‘…It (Poetry) does not make simplistic conclusions. It unfolds experience and draws the reader in deeply into a closed space.’
What does International Women’s Day mean to you?
‘Veils, Halos & Shackles’ co-edited by you and Charles Adès Fishman came into existence as a response to the horrendous gang-rape of Jyoti Singh Pandey. How did you decide that it would be a collection of poetry rather than take any other form of narrative?
Dibyajyoti Sharma says in the Sakaal Times, “In the end you wish that Jyoti did not have to die to inspire this book (Veils, Halos & Shackles), or the poets did not have to go through the trauma of abuse that inspired their work”. Jyoti’s gang-rape and murder united us in compassion, fury and our demand for justice.
I grew up in Dhanbad and two incidents, referred to as the Bokaro rape case and the Shilpi Gautam case, that took place in 1999, left indelible marks on my identity as a woman; the girls were close to my age, location and socio-economic class.
Jyoti’s death sparked many protests; it made us question the structure of patriarchy. And it did not affect only those who identified with her; it shocked everyone. That she was ‘chaperoned’ and in public transport shattered the general belief of ‘she wasn’t careful enough’. The world was shocked numb because violence against women is a universal issue that developed, developing and underdeveloped parts of the world, irrespective of language, religion or culture, face.
Charles Adès Fishman and I decided to record in poetry the localized forms of this epidemic. What started as an Indo-American project became an international one with 180 poetic voices from over two dozen countries – all united in their demand for freedom from discrimination and sexual violence.
Laura Madeline Wiseman quotes artist Sally Deskin’s mother in her Introduction to Veils, Halos & Shackles that when nothing can be done, it is time to make a book.
These poems are a part of a larger global narrative – to heal, to resist, to stand in solidarity with survivors. We chose poetry because, as Maitreyi Karnoor says in The Hindu, ‘it does not make simplistic conclusions. It unfolds experience and draws the reader in deeply into a closed space.’
Poetry is one of the most transparent and powerful artistic mediums. Poets have offered their testimonies to bring the poems closer to readers new to poetry.
How did all that change the way women are perceived today. Have we progressed any further towards gender parity?
A big shift has been toward the word feminist – increasingly more and more people refer to themselves as one. Men are coming forth to join this discussion.
My friend Anjali Purohit introduced me to Audrey Lorde’s poetic feminist philosophy – that the master’s tools will never dismantle the master’s house – that we must fight discrimination based on class, caste, race, gender identity and sexuality in order to attack patriarchy.
Feminism has become part of our conversations and popular cultural expression such as advertisements, films, TV shows, music, books. Superhero films now have female leads, toy brands are attempting to do away with gender stereotypes. Sexism in industries and educational institutes is being openly challenged.
Now the flip side – feminism has become an agenda because women’s empowerment is suddenly sexy. But agendas can be superficial and thus can prove damning to the cause of women instead of improving it. For instance, TV channels are not working to improve their stereotyping content, but putting out a ‘feminist’ ad. In one particular ad, the women are dressed and portrayed as ‘ideal women or daughters’ clad conservatively and smiling benignly, their identities never revealed.

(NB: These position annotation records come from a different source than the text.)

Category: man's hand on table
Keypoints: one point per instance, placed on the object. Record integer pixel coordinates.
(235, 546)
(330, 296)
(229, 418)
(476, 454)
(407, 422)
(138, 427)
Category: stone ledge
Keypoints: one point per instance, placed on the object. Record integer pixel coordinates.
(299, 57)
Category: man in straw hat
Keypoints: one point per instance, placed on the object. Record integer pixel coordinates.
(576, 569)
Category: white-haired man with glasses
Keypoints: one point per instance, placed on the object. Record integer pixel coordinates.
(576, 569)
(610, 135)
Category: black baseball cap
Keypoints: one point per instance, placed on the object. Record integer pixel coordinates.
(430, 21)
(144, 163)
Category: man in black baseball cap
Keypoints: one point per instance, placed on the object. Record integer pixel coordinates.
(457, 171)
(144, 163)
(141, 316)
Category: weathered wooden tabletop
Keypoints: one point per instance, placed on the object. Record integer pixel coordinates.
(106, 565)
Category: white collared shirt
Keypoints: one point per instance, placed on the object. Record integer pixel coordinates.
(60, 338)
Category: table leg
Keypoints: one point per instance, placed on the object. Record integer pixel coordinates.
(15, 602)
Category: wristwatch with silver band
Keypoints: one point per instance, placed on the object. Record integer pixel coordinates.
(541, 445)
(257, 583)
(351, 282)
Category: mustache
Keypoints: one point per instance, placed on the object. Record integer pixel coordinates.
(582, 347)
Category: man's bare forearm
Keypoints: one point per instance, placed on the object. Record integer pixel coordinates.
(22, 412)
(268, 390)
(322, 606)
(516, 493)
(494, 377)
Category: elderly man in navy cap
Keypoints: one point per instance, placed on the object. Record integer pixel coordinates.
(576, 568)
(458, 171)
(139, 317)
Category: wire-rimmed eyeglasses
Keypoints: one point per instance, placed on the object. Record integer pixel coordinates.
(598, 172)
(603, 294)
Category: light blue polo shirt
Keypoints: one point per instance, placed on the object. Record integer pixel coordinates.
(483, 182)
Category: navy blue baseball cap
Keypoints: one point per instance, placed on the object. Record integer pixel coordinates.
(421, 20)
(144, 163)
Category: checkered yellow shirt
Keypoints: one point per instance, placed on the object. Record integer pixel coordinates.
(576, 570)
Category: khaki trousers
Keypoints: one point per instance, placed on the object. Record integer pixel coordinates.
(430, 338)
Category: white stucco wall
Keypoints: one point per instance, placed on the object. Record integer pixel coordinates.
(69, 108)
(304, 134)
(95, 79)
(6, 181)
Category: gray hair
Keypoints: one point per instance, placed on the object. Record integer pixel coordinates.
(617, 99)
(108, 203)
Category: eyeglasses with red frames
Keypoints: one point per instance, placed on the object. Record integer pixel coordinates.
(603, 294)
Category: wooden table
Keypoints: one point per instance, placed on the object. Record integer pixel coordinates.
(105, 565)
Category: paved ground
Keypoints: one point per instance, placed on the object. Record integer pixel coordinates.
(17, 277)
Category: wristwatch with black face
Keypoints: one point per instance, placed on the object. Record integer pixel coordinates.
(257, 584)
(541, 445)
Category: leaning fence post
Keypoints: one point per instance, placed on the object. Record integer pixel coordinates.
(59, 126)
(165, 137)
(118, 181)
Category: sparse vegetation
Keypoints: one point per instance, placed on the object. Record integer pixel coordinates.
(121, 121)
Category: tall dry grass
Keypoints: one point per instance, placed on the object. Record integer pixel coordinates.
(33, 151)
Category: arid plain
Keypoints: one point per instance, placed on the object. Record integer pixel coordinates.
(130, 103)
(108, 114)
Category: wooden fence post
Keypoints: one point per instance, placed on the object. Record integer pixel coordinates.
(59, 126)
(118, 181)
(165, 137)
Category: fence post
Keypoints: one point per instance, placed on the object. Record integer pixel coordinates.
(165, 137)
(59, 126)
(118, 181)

The theme for International Women’s Day 2017 is #BeBoldForChange. What sort of boldness do you think India’s women need today. How can they go about getting it?
Women need to define their own ideals and they must stay true to them. If they are not allowed space, they should demand it. Community, friendships and solidarity will pave way for empowerment and we must foster these without the fear of being judged. Most important, women must know and exercise their rights and must not stay silent in the face of any form of sexism.

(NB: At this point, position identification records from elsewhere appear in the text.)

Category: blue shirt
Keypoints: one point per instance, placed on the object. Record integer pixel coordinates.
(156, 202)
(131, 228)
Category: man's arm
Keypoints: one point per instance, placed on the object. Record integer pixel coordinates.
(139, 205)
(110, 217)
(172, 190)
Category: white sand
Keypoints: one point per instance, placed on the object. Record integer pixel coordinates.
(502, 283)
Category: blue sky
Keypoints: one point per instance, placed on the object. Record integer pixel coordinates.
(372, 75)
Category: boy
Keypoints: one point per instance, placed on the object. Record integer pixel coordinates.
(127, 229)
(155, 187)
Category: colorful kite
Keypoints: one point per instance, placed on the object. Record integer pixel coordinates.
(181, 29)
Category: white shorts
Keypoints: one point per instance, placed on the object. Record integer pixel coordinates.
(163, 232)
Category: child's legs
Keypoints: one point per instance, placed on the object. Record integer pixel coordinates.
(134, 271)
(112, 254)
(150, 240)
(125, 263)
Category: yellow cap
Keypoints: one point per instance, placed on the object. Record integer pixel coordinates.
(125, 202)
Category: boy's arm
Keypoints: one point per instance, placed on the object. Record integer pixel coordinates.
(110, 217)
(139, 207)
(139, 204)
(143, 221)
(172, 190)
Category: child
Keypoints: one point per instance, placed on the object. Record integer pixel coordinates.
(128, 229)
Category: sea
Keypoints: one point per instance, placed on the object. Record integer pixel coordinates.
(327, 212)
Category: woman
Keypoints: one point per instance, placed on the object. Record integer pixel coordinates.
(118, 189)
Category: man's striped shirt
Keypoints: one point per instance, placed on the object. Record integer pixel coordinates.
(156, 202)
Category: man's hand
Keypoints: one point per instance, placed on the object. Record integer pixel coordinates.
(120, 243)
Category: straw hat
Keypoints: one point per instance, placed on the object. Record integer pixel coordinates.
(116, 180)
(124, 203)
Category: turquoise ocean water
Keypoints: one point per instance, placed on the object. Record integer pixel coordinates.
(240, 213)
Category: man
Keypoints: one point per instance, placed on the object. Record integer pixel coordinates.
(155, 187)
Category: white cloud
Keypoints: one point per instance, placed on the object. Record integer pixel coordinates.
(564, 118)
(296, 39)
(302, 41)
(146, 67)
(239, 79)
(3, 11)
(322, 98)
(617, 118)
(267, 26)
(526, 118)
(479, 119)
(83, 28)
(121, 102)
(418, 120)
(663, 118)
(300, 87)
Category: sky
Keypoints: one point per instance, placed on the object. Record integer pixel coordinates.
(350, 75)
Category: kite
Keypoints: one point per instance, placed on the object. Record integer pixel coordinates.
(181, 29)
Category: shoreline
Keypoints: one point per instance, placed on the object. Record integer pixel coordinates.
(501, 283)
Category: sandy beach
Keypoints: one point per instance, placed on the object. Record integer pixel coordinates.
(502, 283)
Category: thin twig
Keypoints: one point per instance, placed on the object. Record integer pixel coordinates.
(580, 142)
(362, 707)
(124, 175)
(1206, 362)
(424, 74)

Male poets too have contributed to Veils, Halos & Shackles. Any incident and discussion about women’s rights brings up counter-arguments such as #NotAllMen. What, according to you, can men do to become equal partners in this journey towards gender parity?
Men have joined this discussion; Veils, Halos & Shackles has 30 male voices, who identify as male; the editor of the anthology, Charles Adès Fishman is a man. It is important here to tease out male identity from the concept of patriarchy. These counter arguments are symptoms of man v/s woman arguments, which feminism is not. Feminism is to question and subsequently dismantle a hegemony where a Dalit woman is inferior to a Caucasian male or where an African-American homosexual is inferior to a brown woman.
Men are affected by sexual violence too. Many of our contributors have faced child sexual abuse or witnessed a sexual crime against their female family members. They protest. With the rest of us.
Smita Sahay is a social entrepreneur, writer, poet and editor. She co-conceptualised and served as Associate Editor of of Veils, Halos & Shackles – International Poetry on the Oppression and Empowerment of Women (Kasva Press 2016). Her writings have appeared in various national and international journals and anthologies. She holds an MBA from the Indian School of Business and is the founder of Acciohealth, a social venture that works to shatter stigma associated with mental illnesses and make information accessible. She’s currently working on her first novel.